Differential Equations

Question:

Match List-I with List-II

List-I Differential Equations	List-II Order and degree
(A) $\frac{dy}{dx}+e^y = 0$	(I) order 2, degree not defined
(B) $\frac{d^2y}{dx^2} =\left[1+(\frac{dy}{dx})^2\right]^{3/2}$	(II) order 2, degree 1
(C) $\left(\frac{d^2y}{dx^2}\right)^2+e^{(\frac{dy}{dx})}=0$	(III) order 1, degree 1
(D) $\frac{d^2y}{dx^2}+x\frac{dy}{dx}-2y= \log x;x>0$	(IV) order 2, degree 2

Choose the correct answer from the options given below:

Options:

(A)-(III), (B)-(IV), (C)-(I), (D)-(II)

(A)-(I), (B)-(IV), (C)-(III), (D)-(II)

(A)-(III), (B)-(II), (C)-(I), (D)-(IV)

(A)-(IV), (B)-(III), (C)-(II), (D)-(I)

Correct Answer:

(A)-(III), (B)-(IV), (C)-(I), (D)-(II)

Explanation:

The correct answer is Option (3) → (A)-(III), (B)-(IV), (C)-(I), (D)-(II)

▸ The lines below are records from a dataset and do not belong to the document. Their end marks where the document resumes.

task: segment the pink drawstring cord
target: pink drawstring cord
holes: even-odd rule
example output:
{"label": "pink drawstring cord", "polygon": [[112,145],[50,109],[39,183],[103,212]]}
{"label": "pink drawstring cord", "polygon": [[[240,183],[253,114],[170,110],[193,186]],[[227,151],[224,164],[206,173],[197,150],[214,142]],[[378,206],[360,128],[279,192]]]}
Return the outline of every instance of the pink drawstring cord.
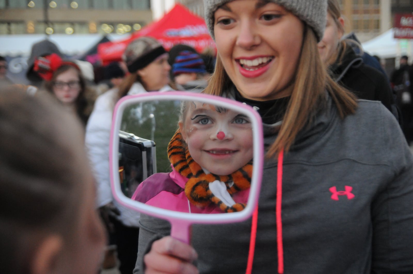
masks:
{"label": "pink drawstring cord", "polygon": [[[282,163],[284,161],[284,150],[278,155],[278,166],[277,168],[277,202],[275,205],[275,216],[277,224],[277,250],[278,255],[278,274],[284,273],[284,250],[282,247],[282,223],[281,220],[281,198],[282,186]],[[258,204],[252,214],[251,224],[251,235],[249,240],[249,250],[245,274],[251,274],[252,263],[255,251],[255,241],[257,234],[257,224],[258,222]]]}
{"label": "pink drawstring cord", "polygon": [[282,162],[284,150],[278,154],[277,168],[277,203],[275,216],[277,223],[277,251],[278,257],[278,274],[284,273],[284,249],[282,247],[282,222],[281,220],[281,198],[282,196]]}

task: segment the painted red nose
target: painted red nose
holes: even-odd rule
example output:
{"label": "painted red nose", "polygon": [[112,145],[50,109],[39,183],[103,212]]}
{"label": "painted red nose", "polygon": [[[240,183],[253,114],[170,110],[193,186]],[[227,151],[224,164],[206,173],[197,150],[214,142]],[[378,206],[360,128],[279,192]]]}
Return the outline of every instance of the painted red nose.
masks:
{"label": "painted red nose", "polygon": [[225,137],[225,133],[222,131],[220,131],[217,134],[216,137],[220,140],[222,140]]}

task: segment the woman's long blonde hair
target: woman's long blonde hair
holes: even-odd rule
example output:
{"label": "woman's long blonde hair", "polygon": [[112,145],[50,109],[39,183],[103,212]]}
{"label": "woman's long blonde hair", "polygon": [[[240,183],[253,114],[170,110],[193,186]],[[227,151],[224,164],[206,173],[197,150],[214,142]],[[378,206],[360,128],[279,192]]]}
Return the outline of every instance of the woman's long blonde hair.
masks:
{"label": "woman's long blonde hair", "polygon": [[[277,155],[282,149],[288,151],[298,132],[311,123],[318,110],[325,107],[326,90],[342,118],[354,113],[357,106],[355,96],[342,89],[329,76],[320,57],[315,34],[307,25],[293,82],[291,99],[278,136],[267,152],[268,157]],[[218,52],[215,71],[204,92],[222,96],[232,85]]]}

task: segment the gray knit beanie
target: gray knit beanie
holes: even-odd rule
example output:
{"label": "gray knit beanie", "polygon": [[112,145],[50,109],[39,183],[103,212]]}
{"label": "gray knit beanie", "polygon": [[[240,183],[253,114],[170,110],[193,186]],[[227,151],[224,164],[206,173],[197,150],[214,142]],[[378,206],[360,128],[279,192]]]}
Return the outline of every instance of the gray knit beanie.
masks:
{"label": "gray knit beanie", "polygon": [[[323,38],[327,14],[327,0],[269,0],[282,6],[314,30],[317,40]],[[209,34],[214,34],[214,14],[218,7],[233,0],[204,0],[205,19]]]}

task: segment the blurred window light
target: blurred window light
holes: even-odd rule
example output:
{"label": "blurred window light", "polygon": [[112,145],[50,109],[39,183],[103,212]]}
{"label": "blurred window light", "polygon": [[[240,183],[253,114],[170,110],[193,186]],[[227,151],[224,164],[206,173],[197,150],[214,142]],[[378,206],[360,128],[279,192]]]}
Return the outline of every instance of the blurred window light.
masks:
{"label": "blurred window light", "polygon": [[50,27],[47,27],[46,28],[46,34],[53,34],[53,33],[55,32],[53,30],[53,28],[51,28]]}
{"label": "blurred window light", "polygon": [[68,28],[66,28],[66,29],[64,31],[66,34],[73,34],[73,33],[74,32],[74,31],[73,28],[69,27]]}
{"label": "blurred window light", "polygon": [[89,33],[95,33],[97,32],[97,28],[96,27],[96,23],[94,22],[90,22],[89,23]]}
{"label": "blurred window light", "polygon": [[28,33],[34,33],[36,29],[34,28],[34,22],[33,21],[29,21],[27,22],[26,31]]}
{"label": "blurred window light", "polygon": [[140,24],[133,24],[133,29],[135,31],[139,31],[141,28],[142,28],[142,26],[140,25]]}

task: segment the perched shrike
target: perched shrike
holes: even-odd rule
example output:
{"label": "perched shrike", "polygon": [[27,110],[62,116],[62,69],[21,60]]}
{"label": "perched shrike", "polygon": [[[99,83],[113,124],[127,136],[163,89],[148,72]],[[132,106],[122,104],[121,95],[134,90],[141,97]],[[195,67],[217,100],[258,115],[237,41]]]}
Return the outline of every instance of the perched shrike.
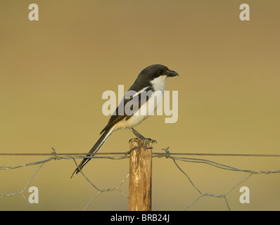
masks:
{"label": "perched shrike", "polygon": [[[129,128],[137,138],[155,142],[154,140],[144,138],[133,127],[154,112],[163,98],[166,79],[174,76],[179,75],[162,65],[152,65],[144,69],[125,94],[124,98],[113,113],[108,124],[100,133],[103,134],[102,136],[89,153],[97,153],[112,132],[118,129]],[[87,156],[90,155],[92,155]],[[78,174],[90,160],[83,159],[71,178],[74,174]]]}

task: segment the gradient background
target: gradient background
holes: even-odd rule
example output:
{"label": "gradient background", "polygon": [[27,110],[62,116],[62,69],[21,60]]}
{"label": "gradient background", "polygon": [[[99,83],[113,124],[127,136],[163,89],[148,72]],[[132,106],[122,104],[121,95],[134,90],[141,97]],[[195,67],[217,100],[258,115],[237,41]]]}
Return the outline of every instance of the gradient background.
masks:
{"label": "gradient background", "polygon": [[[39,6],[39,21],[28,6]],[[179,74],[165,90],[179,91],[179,120],[153,116],[137,127],[158,141],[154,152],[280,153],[280,1],[1,1],[0,151],[87,152],[109,117],[106,90],[129,88],[139,72],[160,63]],[[129,150],[129,130],[115,133],[102,152]],[[0,157],[15,166],[47,157]],[[196,157],[195,157],[196,158]],[[196,157],[199,158],[199,157]],[[240,169],[280,169],[279,158],[201,157]],[[248,174],[180,162],[203,193],[223,194]],[[0,171],[0,193],[21,191],[38,166]],[[81,210],[97,193],[72,160],[44,165],[29,186],[39,188],[34,210]],[[129,160],[91,160],[84,169],[101,188],[117,186]],[[121,188],[128,194],[128,179]],[[250,203],[239,202],[249,187]],[[279,210],[279,174],[253,175],[227,200],[232,210]],[[28,198],[27,189],[24,195]],[[182,210],[199,194],[170,159],[153,160],[153,210]],[[28,210],[21,195],[0,199],[1,210]],[[127,210],[117,191],[103,193],[88,210]],[[203,197],[189,210],[227,210],[224,199]]]}

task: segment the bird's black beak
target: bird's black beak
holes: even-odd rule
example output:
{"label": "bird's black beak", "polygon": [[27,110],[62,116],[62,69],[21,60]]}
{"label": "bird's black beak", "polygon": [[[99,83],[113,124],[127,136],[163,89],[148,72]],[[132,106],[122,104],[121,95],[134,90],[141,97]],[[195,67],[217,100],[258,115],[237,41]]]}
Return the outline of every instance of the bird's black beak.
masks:
{"label": "bird's black beak", "polygon": [[170,72],[168,73],[167,77],[175,77],[175,76],[179,76],[179,75],[173,70],[170,70]]}

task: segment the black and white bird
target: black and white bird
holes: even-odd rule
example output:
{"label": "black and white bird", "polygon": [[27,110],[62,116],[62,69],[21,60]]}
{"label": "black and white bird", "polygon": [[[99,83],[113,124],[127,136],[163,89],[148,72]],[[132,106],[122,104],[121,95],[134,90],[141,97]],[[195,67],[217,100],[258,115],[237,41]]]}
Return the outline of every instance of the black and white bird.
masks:
{"label": "black and white bird", "polygon": [[[152,65],[144,69],[134,83],[125,94],[124,98],[110,117],[108,124],[101,131],[102,136],[89,153],[96,153],[112,134],[118,129],[129,129],[137,138],[146,139],[133,127],[152,115],[163,98],[167,77],[179,76],[163,65]],[[91,156],[91,155],[87,155]],[[74,171],[78,174],[91,158],[84,158]]]}

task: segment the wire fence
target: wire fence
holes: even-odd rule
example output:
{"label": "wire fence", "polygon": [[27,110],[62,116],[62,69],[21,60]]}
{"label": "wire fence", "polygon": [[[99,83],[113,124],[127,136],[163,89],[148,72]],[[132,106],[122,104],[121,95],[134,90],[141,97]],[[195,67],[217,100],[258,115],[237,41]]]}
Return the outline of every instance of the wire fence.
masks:
{"label": "wire fence", "polygon": [[[105,158],[110,160],[123,160],[128,158],[129,154],[128,153],[92,153],[90,154],[91,155],[87,156],[89,153],[57,153],[56,150],[53,148],[53,152],[51,153],[0,153],[0,157],[3,156],[49,156],[44,160],[39,160],[36,162],[28,162],[26,164],[22,164],[16,166],[0,166],[0,170],[8,170],[8,169],[15,169],[25,167],[32,167],[39,165],[38,168],[34,172],[34,174],[31,176],[28,181],[26,183],[24,188],[18,191],[4,193],[0,191],[0,202],[1,199],[7,197],[11,197],[15,195],[21,195],[23,198],[25,199],[27,205],[31,210],[33,210],[33,207],[31,204],[29,202],[26,196],[24,194],[24,191],[27,188],[30,186],[31,181],[34,178],[35,176],[38,174],[38,172],[41,169],[41,168],[46,163],[49,163],[51,161],[53,160],[73,160],[76,167],[77,167],[78,164],[77,163],[77,160],[83,159],[83,158],[91,158],[94,157],[94,158]],[[231,210],[231,207],[229,206],[229,201],[227,200],[228,194],[231,192],[234,188],[236,188],[239,184],[248,180],[252,176],[255,176],[256,174],[279,174],[280,169],[270,169],[270,170],[250,170],[250,169],[242,169],[236,168],[229,165],[227,165],[224,164],[218,163],[217,162],[214,162],[212,160],[201,159],[201,158],[190,158],[189,156],[228,156],[228,157],[270,157],[270,158],[280,158],[280,155],[257,155],[257,154],[205,154],[205,153],[170,153],[169,150],[169,147],[167,148],[163,148],[163,153],[153,153],[152,155],[153,158],[165,158],[167,160],[171,160],[174,162],[176,167],[178,170],[182,172],[186,180],[189,181],[189,184],[191,185],[193,188],[196,190],[196,191],[198,193],[198,196],[194,200],[191,200],[190,202],[188,202],[186,205],[182,209],[182,210],[188,210],[191,205],[193,205],[195,202],[196,202],[199,199],[205,196],[210,196],[212,198],[223,198],[226,202],[226,205],[228,210]],[[230,188],[229,188],[224,193],[217,195],[215,193],[204,193],[201,191],[200,188],[195,184],[195,183],[191,179],[190,176],[186,172],[185,169],[182,169],[182,166],[179,166],[178,162],[184,162],[186,163],[197,163],[197,164],[205,164],[210,165],[211,167],[215,167],[216,168],[220,169],[226,169],[230,170],[233,172],[243,172],[247,174],[245,178],[241,179],[237,183],[236,183],[234,186],[232,186]],[[72,169],[73,168],[70,168]],[[128,173],[122,180],[118,184],[118,185],[113,188],[98,188],[90,179],[83,172],[83,171],[80,172],[82,174],[83,177],[90,184],[90,185],[97,191],[97,193],[90,199],[89,202],[86,205],[84,208],[84,210],[88,210],[89,206],[91,203],[96,199],[96,198],[99,195],[102,193],[108,192],[108,191],[118,191],[120,192],[125,198],[128,199],[128,193],[126,193],[125,191],[122,191],[121,188],[124,185],[125,181],[128,179],[129,176],[129,173]]]}

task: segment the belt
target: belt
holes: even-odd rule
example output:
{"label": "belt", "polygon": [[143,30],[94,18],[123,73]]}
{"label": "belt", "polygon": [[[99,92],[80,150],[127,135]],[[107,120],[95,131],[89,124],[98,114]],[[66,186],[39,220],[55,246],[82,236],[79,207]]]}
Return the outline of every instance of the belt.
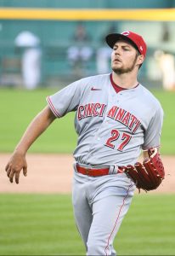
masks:
{"label": "belt", "polygon": [[[83,175],[92,176],[92,177],[98,177],[98,176],[111,174],[111,173],[109,173],[110,167],[109,168],[101,168],[101,169],[87,168],[87,167],[82,167],[82,166],[79,166],[78,164],[76,165],[76,167],[77,172],[83,174]],[[116,173],[121,173],[121,172],[123,172],[123,171],[122,171],[122,169],[120,169],[120,167],[118,167]]]}

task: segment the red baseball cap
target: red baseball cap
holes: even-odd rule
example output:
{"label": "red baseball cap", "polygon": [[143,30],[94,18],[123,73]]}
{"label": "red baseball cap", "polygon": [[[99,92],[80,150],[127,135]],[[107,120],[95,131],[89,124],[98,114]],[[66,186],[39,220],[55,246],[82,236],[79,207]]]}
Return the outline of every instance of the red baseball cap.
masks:
{"label": "red baseball cap", "polygon": [[139,51],[141,55],[145,57],[147,50],[146,43],[144,42],[144,38],[138,34],[136,34],[131,31],[124,31],[121,34],[109,34],[105,38],[106,43],[110,48],[113,48],[114,44],[121,39],[128,41]]}

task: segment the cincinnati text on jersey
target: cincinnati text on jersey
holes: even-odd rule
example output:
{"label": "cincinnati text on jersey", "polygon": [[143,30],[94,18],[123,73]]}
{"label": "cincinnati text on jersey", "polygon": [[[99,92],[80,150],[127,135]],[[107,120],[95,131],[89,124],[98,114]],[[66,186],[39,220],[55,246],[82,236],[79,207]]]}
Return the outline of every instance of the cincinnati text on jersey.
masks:
{"label": "cincinnati text on jersey", "polygon": [[[104,113],[105,104],[88,103],[80,105],[77,109],[77,119],[81,120],[88,117],[103,117]],[[113,106],[107,113],[107,117],[123,124],[133,134],[136,132],[141,122],[135,115],[117,106]]]}

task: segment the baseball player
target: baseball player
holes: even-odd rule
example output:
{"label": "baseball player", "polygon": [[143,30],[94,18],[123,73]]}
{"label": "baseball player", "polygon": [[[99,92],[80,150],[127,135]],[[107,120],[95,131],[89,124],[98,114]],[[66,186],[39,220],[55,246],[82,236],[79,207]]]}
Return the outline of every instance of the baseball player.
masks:
{"label": "baseball player", "polygon": [[[163,111],[137,79],[146,44],[129,31],[110,34],[106,42],[111,73],[82,79],[48,96],[6,166],[10,182],[18,183],[20,171],[27,173],[30,146],[56,118],[76,112],[72,203],[87,255],[116,255],[114,238],[135,188],[155,189],[165,175],[159,154]],[[142,151],[144,162],[137,162]]]}

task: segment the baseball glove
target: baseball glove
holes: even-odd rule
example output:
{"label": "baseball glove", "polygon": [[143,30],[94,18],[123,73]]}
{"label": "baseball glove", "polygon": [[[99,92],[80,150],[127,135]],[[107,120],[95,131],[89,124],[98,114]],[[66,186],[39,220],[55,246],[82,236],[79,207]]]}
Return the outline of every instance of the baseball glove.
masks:
{"label": "baseball glove", "polygon": [[149,158],[143,164],[137,162],[134,166],[125,167],[126,174],[131,177],[136,187],[145,191],[153,190],[159,187],[165,177],[163,163],[156,148],[148,150]]}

List-I Differential Equations	List-II Order and degree
(A) $\frac{dy}{dx}+e^y = 0$	(III) order 1, degree 1
(B) $\frac{d^2y}{dx^2} =\left[1+(\frac{dy}{dx})^2\right]^{3/2}$	(IV) order 2, degree 2
(C) $\left(\frac{d^2y}{dx^2}\right)^2+e^{(\frac{dy}{dx})}=0$	(I) order 2, degree not defined
(D) $\frac{d^2y}{dx^2}+x\frac{dy}{dx}-2y= \log x;x>0$	(II) order 2, degree 1

$\text{(A)}\;\frac{dy}{dx}+e^{y}=0$

$\text{Order}=1,\;\text{Degree}=1$

$\text{(B)}\;\frac{d^{2}y}{dx^{2}}=\left[1+\left(\frac{dy}{dx}\right)^{2}\right]^{\frac{3}{2}}$

$\text{Order}=2,\;\text{Degree}=2$

$\text{(C)}\;\left(\frac{d^{2}y}{dx^{2}}\right)^{2}+e^{\frac{dy}{dx}}=0$

$\text{Order}=2,\;\text{Degree not defined}$

$\text{(D)}\;\frac{d^{2}y}{dx^{2}}+x\frac{dy}{dx}-2y=\log x,\;x>0$

$\text{Order}=2,\;\text{Degree}=1$

$\text{Correct match: (A–III), (B–IV), (C–I), (D–II)}$